Lula o genocida das floresta e animais, sanciona lei
que regula uso de cobaias no Brasil
O presidente Luiz Inácio Lula da Silva sancionou nesta
quarta-feira (8) a lei que regulamenta o uso de cobaias
em pesquisas científicas no país --o texto foi publicado
nesta quinta-feira (9) no "Diário Oficial da União". O
estabelecimento dessa legislação era uma reivindicação
de grande parte dos cientistas, já que até agora não
havia uma norma nacional que indicasse claramente os
limites da prática.
O projeto de lei sobre o assunto, conhecido como Lei
Arouca, tramitou no Congresso por cerca de 13 anos, até
ser aprovado pela Câmara em maio e pelo Senado em
setembro deste ano.
Com a sanção de Lula, a lei promete acabar com disputas
locais sobre o assunto, como aconteceu recentemente em
Florianópolis e no Rio.
Controle

O texto prevê a criação do Concea (Conselho Nacional de
Controle de Experimentação Animal), que vai regulamentar
o uso de animais para pesquisa e estabelecer as normas e
critérios éticos.
O órgão será presidido pelo Ministro de Ciência e
Tecnologia e integrado por representantes de outros
ministérios e de órgãos como a SBPC (Sociedade
Brasileira para o Progresso da Ciência) e o Cobea
(Colégio Brasileiro de Experimentação Animal).

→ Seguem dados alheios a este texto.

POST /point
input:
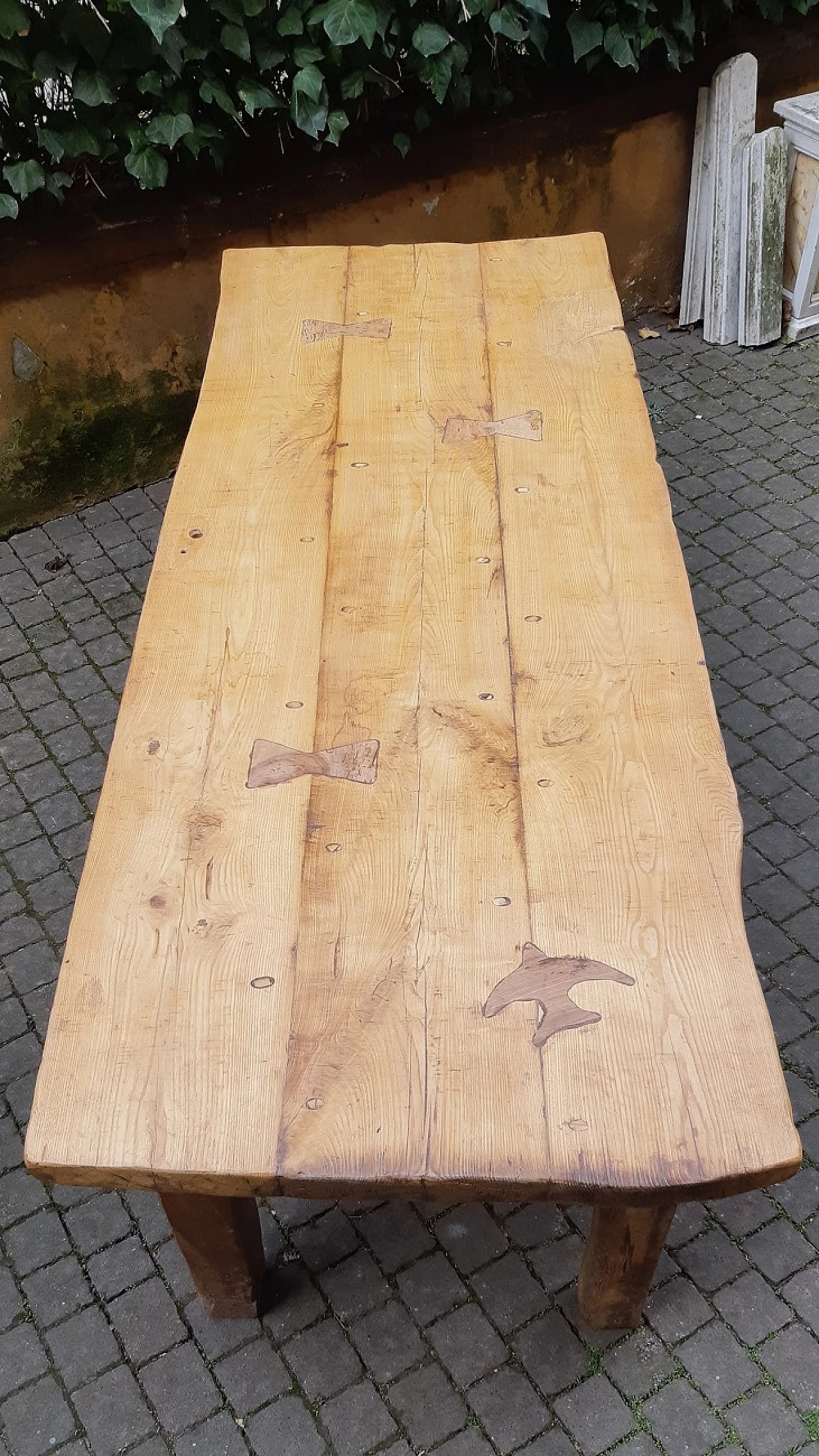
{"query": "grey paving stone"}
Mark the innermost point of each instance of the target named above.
(767, 1425)
(57, 1290)
(219, 1436)
(676, 1310)
(471, 1237)
(37, 1418)
(395, 1235)
(358, 1420)
(594, 1414)
(98, 1222)
(683, 1421)
(639, 1365)
(511, 1410)
(113, 1411)
(793, 1360)
(180, 1388)
(296, 1304)
(509, 1294)
(751, 1308)
(717, 1363)
(118, 1267)
(354, 1288)
(804, 1294)
(22, 1357)
(550, 1353)
(427, 1405)
(286, 1426)
(779, 1251)
(83, 1347)
(429, 1288)
(388, 1341)
(146, 1321)
(466, 1344)
(327, 1241)
(322, 1360)
(253, 1376)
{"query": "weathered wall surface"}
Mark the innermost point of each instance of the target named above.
(118, 310)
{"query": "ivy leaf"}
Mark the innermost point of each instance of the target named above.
(168, 129)
(51, 140)
(618, 47)
(349, 21)
(24, 177)
(150, 83)
(13, 19)
(306, 54)
(148, 166)
(436, 73)
(79, 141)
(267, 56)
(335, 124)
(92, 89)
(235, 38)
(431, 38)
(56, 184)
(212, 89)
(506, 22)
(308, 82)
(158, 15)
(290, 22)
(255, 97)
(585, 35)
(353, 85)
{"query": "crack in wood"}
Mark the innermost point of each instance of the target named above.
(547, 980)
(518, 427)
(279, 763)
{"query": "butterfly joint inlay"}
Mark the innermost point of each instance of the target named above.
(315, 329)
(518, 427)
(277, 763)
(548, 980)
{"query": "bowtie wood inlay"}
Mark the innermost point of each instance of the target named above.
(315, 329)
(277, 763)
(547, 980)
(519, 427)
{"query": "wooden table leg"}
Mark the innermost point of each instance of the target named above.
(618, 1263)
(222, 1244)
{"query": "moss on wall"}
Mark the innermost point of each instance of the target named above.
(86, 436)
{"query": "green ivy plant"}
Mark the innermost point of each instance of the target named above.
(92, 89)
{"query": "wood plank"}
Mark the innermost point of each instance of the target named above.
(632, 826)
(164, 1061)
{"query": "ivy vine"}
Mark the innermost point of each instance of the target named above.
(92, 89)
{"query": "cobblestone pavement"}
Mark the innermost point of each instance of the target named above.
(414, 1328)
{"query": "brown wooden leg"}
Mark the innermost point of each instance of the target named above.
(618, 1263)
(222, 1242)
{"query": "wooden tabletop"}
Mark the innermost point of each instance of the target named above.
(417, 858)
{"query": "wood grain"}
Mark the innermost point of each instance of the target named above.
(286, 989)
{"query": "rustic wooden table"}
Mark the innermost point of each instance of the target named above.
(416, 868)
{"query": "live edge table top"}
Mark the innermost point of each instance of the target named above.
(417, 859)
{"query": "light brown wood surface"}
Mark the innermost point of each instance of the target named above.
(283, 988)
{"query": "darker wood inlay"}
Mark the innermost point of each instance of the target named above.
(277, 763)
(548, 980)
(315, 329)
(519, 427)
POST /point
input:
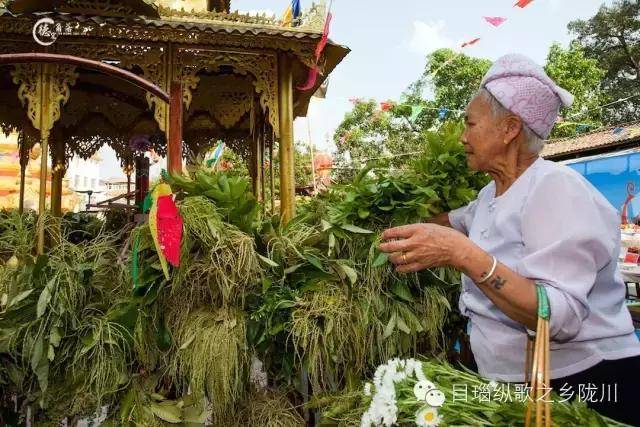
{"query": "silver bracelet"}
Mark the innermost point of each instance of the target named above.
(493, 270)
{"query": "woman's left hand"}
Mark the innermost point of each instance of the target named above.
(421, 246)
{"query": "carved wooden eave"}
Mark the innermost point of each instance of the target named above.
(209, 30)
(145, 8)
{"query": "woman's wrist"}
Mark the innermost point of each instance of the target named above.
(461, 252)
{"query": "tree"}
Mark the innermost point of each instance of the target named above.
(581, 76)
(452, 78)
(368, 132)
(612, 37)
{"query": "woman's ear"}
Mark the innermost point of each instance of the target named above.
(512, 128)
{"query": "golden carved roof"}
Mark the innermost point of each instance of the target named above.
(211, 47)
(89, 7)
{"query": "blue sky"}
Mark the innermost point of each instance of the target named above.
(390, 39)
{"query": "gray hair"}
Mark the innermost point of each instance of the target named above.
(533, 141)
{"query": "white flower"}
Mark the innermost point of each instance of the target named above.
(421, 389)
(367, 389)
(428, 417)
(258, 376)
(435, 398)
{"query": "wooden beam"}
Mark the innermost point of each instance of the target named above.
(287, 170)
(53, 58)
(58, 162)
(24, 161)
(174, 148)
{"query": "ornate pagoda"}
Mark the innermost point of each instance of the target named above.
(233, 77)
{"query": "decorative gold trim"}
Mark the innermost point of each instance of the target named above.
(262, 66)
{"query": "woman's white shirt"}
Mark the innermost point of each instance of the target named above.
(554, 227)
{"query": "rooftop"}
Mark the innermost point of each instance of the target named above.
(608, 139)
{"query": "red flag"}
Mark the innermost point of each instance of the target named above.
(325, 37)
(470, 42)
(311, 80)
(169, 229)
(496, 21)
(522, 3)
(386, 105)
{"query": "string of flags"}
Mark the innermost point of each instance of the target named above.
(494, 21)
(291, 14)
(314, 70)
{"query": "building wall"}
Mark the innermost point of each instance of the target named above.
(84, 175)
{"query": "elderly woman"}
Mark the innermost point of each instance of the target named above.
(537, 222)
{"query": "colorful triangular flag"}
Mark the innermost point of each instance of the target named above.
(522, 3)
(470, 42)
(496, 21)
(291, 14)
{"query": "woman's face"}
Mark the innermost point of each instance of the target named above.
(483, 138)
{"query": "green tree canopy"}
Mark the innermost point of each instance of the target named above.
(581, 76)
(612, 37)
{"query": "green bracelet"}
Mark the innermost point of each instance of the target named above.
(543, 302)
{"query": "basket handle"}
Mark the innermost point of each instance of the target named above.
(537, 363)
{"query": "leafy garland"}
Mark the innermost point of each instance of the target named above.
(253, 305)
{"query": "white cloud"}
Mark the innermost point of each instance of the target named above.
(253, 12)
(428, 36)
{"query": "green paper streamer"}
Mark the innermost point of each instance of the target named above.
(146, 203)
(134, 269)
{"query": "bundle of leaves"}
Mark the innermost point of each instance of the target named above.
(332, 298)
(268, 408)
(17, 234)
(219, 261)
(80, 227)
(212, 358)
(59, 344)
(190, 330)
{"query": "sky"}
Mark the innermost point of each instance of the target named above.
(389, 41)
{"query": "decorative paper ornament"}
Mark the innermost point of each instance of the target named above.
(311, 80)
(496, 21)
(169, 229)
(470, 42)
(35, 152)
(160, 190)
(386, 105)
(522, 3)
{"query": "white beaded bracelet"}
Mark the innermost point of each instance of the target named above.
(488, 275)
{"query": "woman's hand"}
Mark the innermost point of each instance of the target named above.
(416, 247)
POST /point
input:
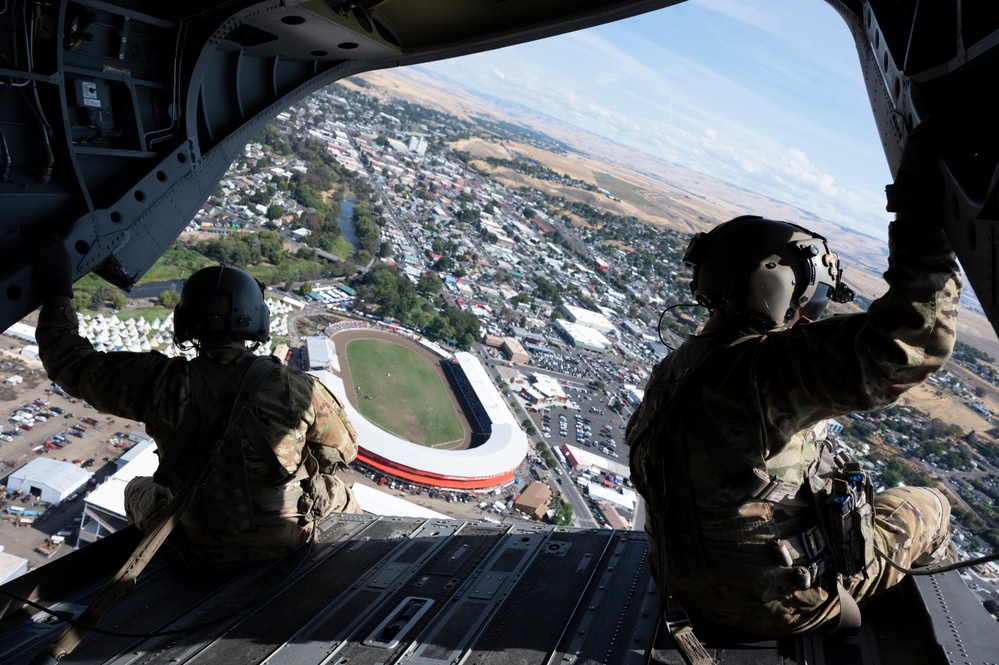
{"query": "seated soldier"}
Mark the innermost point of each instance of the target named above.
(272, 479)
(752, 521)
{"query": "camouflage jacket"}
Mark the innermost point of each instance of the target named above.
(764, 396)
(299, 417)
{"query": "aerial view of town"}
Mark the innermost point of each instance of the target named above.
(396, 236)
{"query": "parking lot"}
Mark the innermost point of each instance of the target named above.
(47, 433)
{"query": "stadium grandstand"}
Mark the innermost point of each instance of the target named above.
(501, 443)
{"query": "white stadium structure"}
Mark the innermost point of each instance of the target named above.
(491, 463)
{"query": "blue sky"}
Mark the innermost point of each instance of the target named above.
(765, 94)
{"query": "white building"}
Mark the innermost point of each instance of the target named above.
(582, 337)
(588, 318)
(104, 508)
(11, 566)
(49, 480)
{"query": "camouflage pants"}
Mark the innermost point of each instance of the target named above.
(911, 527)
(197, 549)
(145, 501)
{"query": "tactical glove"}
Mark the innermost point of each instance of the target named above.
(918, 187)
(51, 267)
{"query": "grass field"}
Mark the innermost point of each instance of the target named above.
(407, 396)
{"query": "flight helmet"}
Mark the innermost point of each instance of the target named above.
(221, 304)
(764, 271)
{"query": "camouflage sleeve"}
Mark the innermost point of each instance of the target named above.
(117, 383)
(866, 361)
(331, 436)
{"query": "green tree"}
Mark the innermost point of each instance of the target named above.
(118, 299)
(428, 284)
(169, 298)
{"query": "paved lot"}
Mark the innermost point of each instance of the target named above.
(27, 446)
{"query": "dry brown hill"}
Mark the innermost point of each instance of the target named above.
(649, 188)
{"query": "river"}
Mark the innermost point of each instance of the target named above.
(346, 220)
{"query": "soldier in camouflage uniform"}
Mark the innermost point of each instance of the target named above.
(729, 442)
(299, 418)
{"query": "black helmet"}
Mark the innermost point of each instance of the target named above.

Até hoje, a função de estabelecer os parâmetros para a
experimentação animal ficava a cargo das comissões de
ética de universidades e instituições de pesquisa. Caso
esses órgãos não tivessem sido instituídos, as decisões
cabiam a cada cientista individualmente.
A lei também obriga as instituições de pesquisa que
quiserem utilizar cobaias a instituir um Ceua (Comissão
de Ética no Uso de Animais), que vai regular a prática
em cada local. Além de especialistas como médicos e
biólogos, representantes de entidades protetoras dos
animais também devem fazer parte desses órgãos.
Dor
Entre as normas estabelecidas também está a aplicação de
analgésicos ou anestesias que aliviem o desconforto das
cobaias durante os procedimentos. Caso os animais sofram
"intenso sofrimento" durante a pesquisa, eles devem ser
sacrificados.
A matéria estabelece que, caso as instituições de
pesquisa e ensino descumpram as regras, estarão sujeitas
a advertência, multa de R$ 5.000 a R$ 20 mil, interdição
definitiva ou outras penalidades. No caso de
profissionais infringirem as regras, a multa vai de R$
1.000 a R$ 5.000.
O projeto enfrentou muita resistência de entidades de
defesa dos animais, que chegaram a fazer um
abaixo-assinado contra o texto, entregue a parlamentares
em Brasília.
Comentários: Com tantos ratos no congresso e na
presidência, o porque maltratar animais indefesos.